McGill Students Demand Policy Reform After Sexual Assault Allegations
Student Groups Demand External Investigation
Following the sexual violence on campus policy reforms at Concordia, the Student Society of McGill University and other student groups are demanding an external investigation into the handling of complaints against faculty members.
Over 1,000 students, including 41 students groups, have signed this letter in solidarity with SSMU to pressure the Faculty of Arts to take action surrounding the complaints.
“We were told that it couldn’t happen, and then we looked over at our neighbour and they were doing it, so we didn’t accept that anymore,” said Connor Spencer, the
vice president of SSMU, which represents undergraduate students.
SSMU sent an open letter to McGill’s administration on Wednesday demanding an external investigation specifically into the office of the Dean of Arts.
In 2016, McGill’s senate passed a policy against sexual violence that supposedly covers all of the faculty members in the university, but this policy only handles complaints against students.
Any complaint filed against faculty members are directed to their respective Dean. SSMU is directly addressing Mcgill’s Faculty of Arts, considering the number of complaints that have been allegedly filed without any action having taken place.
The letter addressed the allegations of sexual misconduct by faculty members at McGill that have been brushed under the rug and set aside until further notice. The letter said an investigation is needed to hold the alleged faculty accountable and force the University to respond more appropriately to the needs of the students. Five professors at McGill were allegedly accused with misconduct on campus, told by the CBC on Wednesday morning.
The alleged unprofessional behavior by some faculty members included recurring instances of professors sleeping with undergraduate students, entering abusive relationships with students, and acting in inappropriate behavior during office hours. Some students felt like they were obliged to do extra work outside of the classroom, that is not necessarily related to the workload.
McGill student groups want to tackle how long it takes to address complaints against faculty in the Arts department. Some include the Arts Undergraduate Society, the Sexual Assault Centre of the McGill Students’ Society, and their Our Turn chapter—the national movement pushing for better sexual assault policies on Canadian universities.

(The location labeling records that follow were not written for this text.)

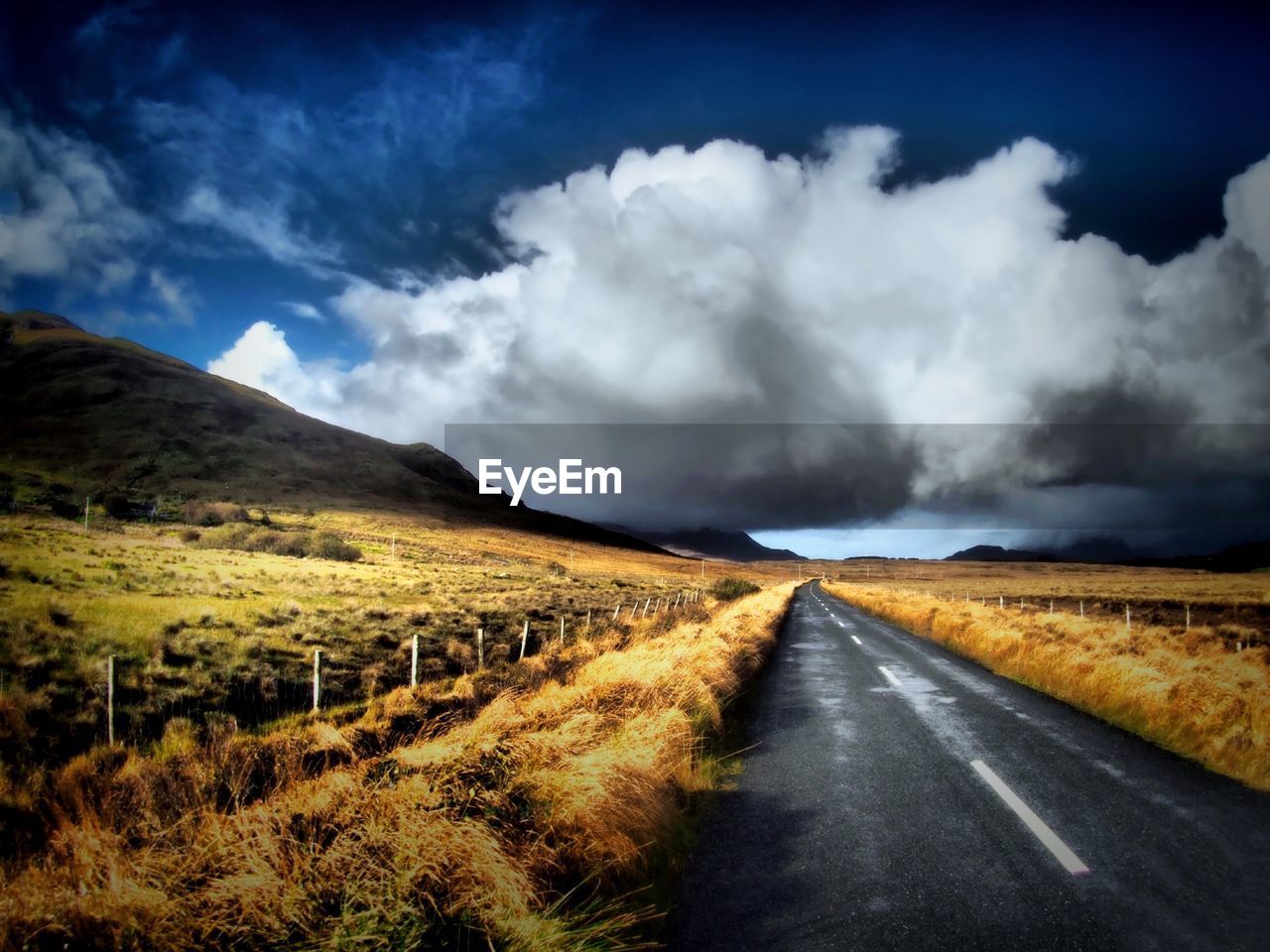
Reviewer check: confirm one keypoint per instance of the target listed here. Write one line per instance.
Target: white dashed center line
(1049, 839)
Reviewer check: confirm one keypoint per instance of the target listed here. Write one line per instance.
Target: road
(901, 797)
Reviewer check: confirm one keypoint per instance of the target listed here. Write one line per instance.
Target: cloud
(71, 221)
(175, 295)
(261, 358)
(295, 179)
(724, 286)
(259, 223)
(304, 309)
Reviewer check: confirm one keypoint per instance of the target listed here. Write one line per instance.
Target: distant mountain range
(711, 543)
(1243, 557)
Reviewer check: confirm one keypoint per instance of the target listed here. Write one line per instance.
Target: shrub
(728, 589)
(254, 538)
(327, 544)
(195, 513)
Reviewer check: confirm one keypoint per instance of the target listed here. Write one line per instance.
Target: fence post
(109, 698)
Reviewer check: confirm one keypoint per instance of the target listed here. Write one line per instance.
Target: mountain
(996, 553)
(82, 414)
(711, 543)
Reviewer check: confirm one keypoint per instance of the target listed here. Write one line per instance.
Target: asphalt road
(899, 797)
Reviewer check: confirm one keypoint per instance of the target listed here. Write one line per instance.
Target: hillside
(82, 414)
(711, 543)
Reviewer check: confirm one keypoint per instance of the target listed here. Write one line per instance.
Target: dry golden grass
(517, 826)
(202, 633)
(1191, 690)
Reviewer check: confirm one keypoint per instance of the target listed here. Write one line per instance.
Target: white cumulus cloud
(721, 285)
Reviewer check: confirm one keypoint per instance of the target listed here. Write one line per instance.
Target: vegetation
(728, 589)
(1201, 690)
(509, 806)
(199, 513)
(302, 544)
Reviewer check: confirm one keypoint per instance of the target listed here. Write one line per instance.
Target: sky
(397, 217)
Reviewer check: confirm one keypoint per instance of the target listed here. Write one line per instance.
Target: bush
(728, 589)
(327, 544)
(195, 513)
(254, 538)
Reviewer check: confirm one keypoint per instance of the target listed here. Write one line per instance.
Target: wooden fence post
(109, 699)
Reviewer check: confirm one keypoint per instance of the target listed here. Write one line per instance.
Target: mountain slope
(712, 543)
(82, 414)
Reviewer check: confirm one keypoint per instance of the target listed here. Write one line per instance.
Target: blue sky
(290, 191)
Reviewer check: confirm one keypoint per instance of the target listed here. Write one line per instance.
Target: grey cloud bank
(721, 286)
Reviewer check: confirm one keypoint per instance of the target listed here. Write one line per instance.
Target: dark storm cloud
(724, 287)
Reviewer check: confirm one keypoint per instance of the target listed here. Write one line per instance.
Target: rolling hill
(84, 414)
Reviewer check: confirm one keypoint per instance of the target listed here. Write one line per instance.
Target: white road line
(1071, 862)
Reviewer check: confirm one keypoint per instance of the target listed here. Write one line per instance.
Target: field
(520, 803)
(200, 633)
(1188, 667)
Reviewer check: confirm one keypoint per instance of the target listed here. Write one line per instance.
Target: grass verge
(522, 828)
(1184, 689)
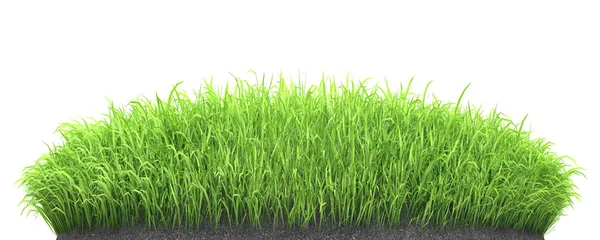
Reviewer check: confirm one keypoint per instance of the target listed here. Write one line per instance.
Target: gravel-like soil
(406, 232)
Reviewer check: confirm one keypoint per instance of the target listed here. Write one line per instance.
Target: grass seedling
(327, 155)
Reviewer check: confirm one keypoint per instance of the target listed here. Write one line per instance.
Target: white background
(60, 59)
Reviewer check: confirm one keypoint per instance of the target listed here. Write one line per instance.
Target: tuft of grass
(330, 154)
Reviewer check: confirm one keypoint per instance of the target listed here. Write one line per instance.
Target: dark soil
(224, 232)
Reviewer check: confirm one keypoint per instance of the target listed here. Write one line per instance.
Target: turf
(284, 154)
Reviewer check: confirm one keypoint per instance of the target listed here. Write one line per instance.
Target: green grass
(325, 155)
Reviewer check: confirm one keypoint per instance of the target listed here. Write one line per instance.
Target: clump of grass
(346, 155)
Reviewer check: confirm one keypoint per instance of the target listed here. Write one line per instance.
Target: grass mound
(329, 154)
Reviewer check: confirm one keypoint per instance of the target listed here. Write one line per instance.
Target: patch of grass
(341, 154)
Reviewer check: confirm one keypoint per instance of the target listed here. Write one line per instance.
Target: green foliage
(342, 155)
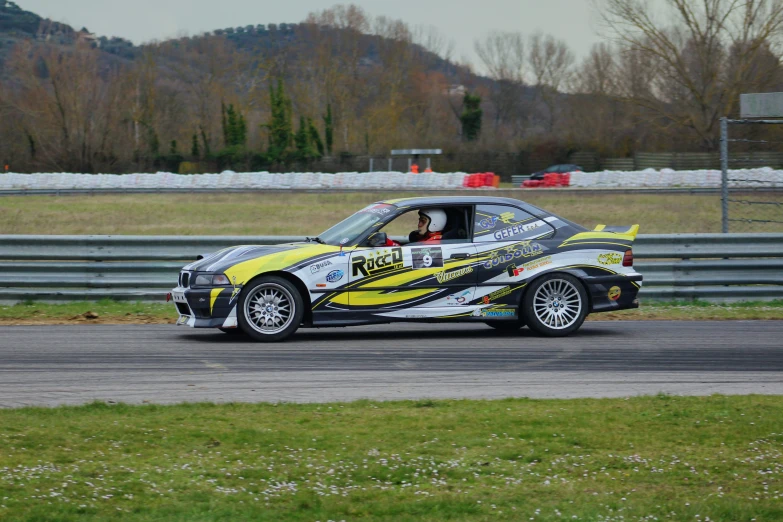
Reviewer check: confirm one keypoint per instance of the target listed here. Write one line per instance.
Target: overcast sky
(461, 21)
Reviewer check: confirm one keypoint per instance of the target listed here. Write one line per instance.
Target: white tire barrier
(233, 180)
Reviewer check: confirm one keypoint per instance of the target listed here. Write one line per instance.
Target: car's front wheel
(270, 309)
(555, 305)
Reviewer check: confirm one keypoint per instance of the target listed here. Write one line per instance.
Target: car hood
(241, 263)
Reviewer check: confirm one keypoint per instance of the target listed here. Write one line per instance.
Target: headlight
(211, 279)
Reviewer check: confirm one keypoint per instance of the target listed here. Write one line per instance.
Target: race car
(493, 260)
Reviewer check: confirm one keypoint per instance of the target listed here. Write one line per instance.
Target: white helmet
(437, 218)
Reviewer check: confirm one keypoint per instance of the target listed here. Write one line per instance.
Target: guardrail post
(724, 167)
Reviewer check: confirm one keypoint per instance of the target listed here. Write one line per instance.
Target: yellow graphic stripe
(246, 270)
(380, 297)
(213, 297)
(607, 237)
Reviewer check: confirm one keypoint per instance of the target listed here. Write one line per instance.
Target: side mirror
(377, 239)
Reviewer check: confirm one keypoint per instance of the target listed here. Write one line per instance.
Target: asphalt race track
(51, 365)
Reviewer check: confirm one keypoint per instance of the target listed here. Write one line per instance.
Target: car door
(417, 275)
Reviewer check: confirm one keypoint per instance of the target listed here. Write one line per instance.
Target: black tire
(506, 326)
(555, 305)
(281, 314)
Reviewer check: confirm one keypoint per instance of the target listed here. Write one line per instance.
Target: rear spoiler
(630, 231)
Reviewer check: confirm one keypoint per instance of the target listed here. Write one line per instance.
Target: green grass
(647, 458)
(108, 312)
(307, 214)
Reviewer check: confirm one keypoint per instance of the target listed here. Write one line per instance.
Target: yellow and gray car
(500, 261)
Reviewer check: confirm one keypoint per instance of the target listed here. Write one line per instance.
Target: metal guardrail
(144, 268)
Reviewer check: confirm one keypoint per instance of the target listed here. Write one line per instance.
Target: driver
(432, 221)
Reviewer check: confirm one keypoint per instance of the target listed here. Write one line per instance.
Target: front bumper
(206, 307)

A response to the letter was sent directly to Spencer by McGill’s Provost and Vice-Principal Christopher Manfredi. It countered what the SSMU wrote in the letter,
saying that the University is taking action against sexual violence on campus. “Every report and complaint of misconduct that contains sufficient details is investigated,” was written in the response letter.
The Quebec confidentiality law allows the University to disclose any information regarding investigations concerning faculty and revealing the results.
Because of this law, the University has no obligation to update student groups with such investigations.
“We as the [Arts Undergraduate Society] and our AUS team have been in this conversation with administration, we have asked for these changes […] and we have been met with resistance.” said Rebecca Scarra, VP Internal of AUS at Mcgill.
The AUS said they want more action, transparency and more effective communication with the administration. As for now, Scarra said the process to bring forward complaints is currently difficult to navigate and inaccessible.
“We are also not attempting to maliciously submerge the system, but we realize that they exist for a reason,” said Madeline Wilson, VP Academic of the AUS. “We are calling for a change.”
McGill’s sexual assault centre provides aid and resources to students who have been abused by faculty members. All of the information that is presented to the centre is strictly confidential.
“The students know who these professors are, the University knows who these professors are,” claimed Maeve Botham, who works at the centre.
Botham said students tend to not come forward with their experiences because they worry they wouldn’t be believed.
The sexual assault centre said that they support their decision and will provide support services to help them from any trauma.
Spencer said that she has been demanding for sexual violence policy reform since September, and now that allegations against professors at McGill have risen, she said it is necessary to address these complaints of sexual assault.
“McGill is very good at the reactive, and not so great at being proactive,” said Spencer.
She said the administration needs to start moving forwards, as the conversation of sexual assault on violence is being constantly repeated with no further action plan.
These student groups at McGill will be compiling a reports of their demands for a policy reform, as well as an action plan to create a document before their mandate ends on May 31.